CMS has a guide to help older people and their caregivers choose a good nursing home. It describes types of long-term care, questions to ask the nursing home staff, and ways to pay for nursing home care. CMS also offers a service called Nursing Home Compare on its website. This service has information on nursing homes that are Medicare or Medicaid certified. These nursing homes provide skilled nursing care. Please note that there are many other places that provide different levels of health care and help with daily living. Many of these facilities are licensed only at the State level. CMS also has information about the rights of nursing home residents and their caregivers.
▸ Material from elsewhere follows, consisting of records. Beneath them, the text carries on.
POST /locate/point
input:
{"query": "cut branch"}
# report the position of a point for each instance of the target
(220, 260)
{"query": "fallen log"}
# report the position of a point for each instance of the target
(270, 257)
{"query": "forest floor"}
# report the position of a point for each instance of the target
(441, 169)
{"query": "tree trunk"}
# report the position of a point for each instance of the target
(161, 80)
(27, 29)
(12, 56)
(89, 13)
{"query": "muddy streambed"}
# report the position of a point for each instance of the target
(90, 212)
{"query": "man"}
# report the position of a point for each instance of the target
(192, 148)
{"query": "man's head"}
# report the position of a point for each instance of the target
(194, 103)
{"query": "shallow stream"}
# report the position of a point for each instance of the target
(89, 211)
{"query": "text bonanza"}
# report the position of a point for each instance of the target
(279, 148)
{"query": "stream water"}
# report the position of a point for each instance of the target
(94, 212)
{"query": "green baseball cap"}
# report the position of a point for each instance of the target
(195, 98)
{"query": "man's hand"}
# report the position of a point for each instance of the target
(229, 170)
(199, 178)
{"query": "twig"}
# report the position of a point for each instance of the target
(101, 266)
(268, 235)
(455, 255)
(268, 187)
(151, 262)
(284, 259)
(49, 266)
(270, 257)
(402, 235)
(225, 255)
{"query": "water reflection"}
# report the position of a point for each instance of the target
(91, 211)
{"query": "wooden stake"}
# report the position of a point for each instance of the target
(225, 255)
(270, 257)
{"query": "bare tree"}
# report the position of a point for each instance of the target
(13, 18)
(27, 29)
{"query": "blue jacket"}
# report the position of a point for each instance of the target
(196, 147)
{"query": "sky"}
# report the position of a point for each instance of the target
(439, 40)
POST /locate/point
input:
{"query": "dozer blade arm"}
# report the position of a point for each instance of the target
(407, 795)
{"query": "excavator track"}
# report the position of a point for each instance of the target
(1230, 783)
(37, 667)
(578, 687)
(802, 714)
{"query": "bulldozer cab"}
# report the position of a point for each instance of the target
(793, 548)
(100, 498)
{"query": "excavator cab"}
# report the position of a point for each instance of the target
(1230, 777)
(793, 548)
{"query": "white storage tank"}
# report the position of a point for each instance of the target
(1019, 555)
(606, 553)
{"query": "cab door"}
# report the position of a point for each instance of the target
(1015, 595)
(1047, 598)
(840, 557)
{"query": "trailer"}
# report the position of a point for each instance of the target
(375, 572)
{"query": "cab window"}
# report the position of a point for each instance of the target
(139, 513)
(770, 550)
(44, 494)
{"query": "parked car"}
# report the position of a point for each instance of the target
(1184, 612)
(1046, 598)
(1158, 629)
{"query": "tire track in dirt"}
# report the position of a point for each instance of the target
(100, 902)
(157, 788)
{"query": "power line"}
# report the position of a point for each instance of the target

Joint Commission, One Renaissance Boulevard Oakbrook Terrace, IL 60181 1-630-792-5800. The Joint Commission evaluates nursing homes, home health care providers, hospitals, and assisted living facilities to determine whether or not they meet professional standards of care.
Other resources include
- AARP 601 E Street, NW Washington, DC 20049 1-888-OUR-AARP (1-888-687-2277)
- Assisted Living Federation of America 1650 King Street, Suite 602 Alexandria, VA 22314 1-703-894-1805
- National Center for Assisted Living 1201 L Street, NW Washington, DC 20005 1-202-842-4444
Visit Facilities and Ask Questions
Visit more than once at different times of the day and evening.
Questions you should ask yourself include
- How does the staff care for the residents?
- Is the staff friendly?
- Does the place feel comfortable?
- How do the people who live there look?
- Do they look clean and well cared for?
- Are mealtimes comfortable?
- Is the facility clean and well maintained?
- Does it smell bad?
Questions to ask the staff include
- What activities are planned for residents?
- How many staff members are at the facility?
- How many staff members are trained to provide medical care if needed?
- How many people in the facility have Alzheimer's?
- Does the facility have a special unit for people with Alzheimer's? If so, what kinds of services does it provide?
- Is there a doctor who checks on residents on a regular basis? How often?
You also may want to ask staff
- What is a typical day like for the person with Alzheimer's?
- Is there a safe place for the person to go outside?
- How do staff members speak to residents—with respect?
- What is included in the fee?
- How does my loved one get to medical appointments?
Other Information to Gather
Talk with other caregivers who have a loved one at the facility. Find out what they think about the place.
Find out about total costs of care. Each facility is different. You want to find out if long-term care insurance, Medicaid, or Medicare will pay for any of the costs. Remember that Medicare only covers nursing home costs for a short time after the person with Alzheimer's disease has been in the hospital for a certain amount of time.
If you're asked to sign a contract, make sure you understand what you are agreeing to.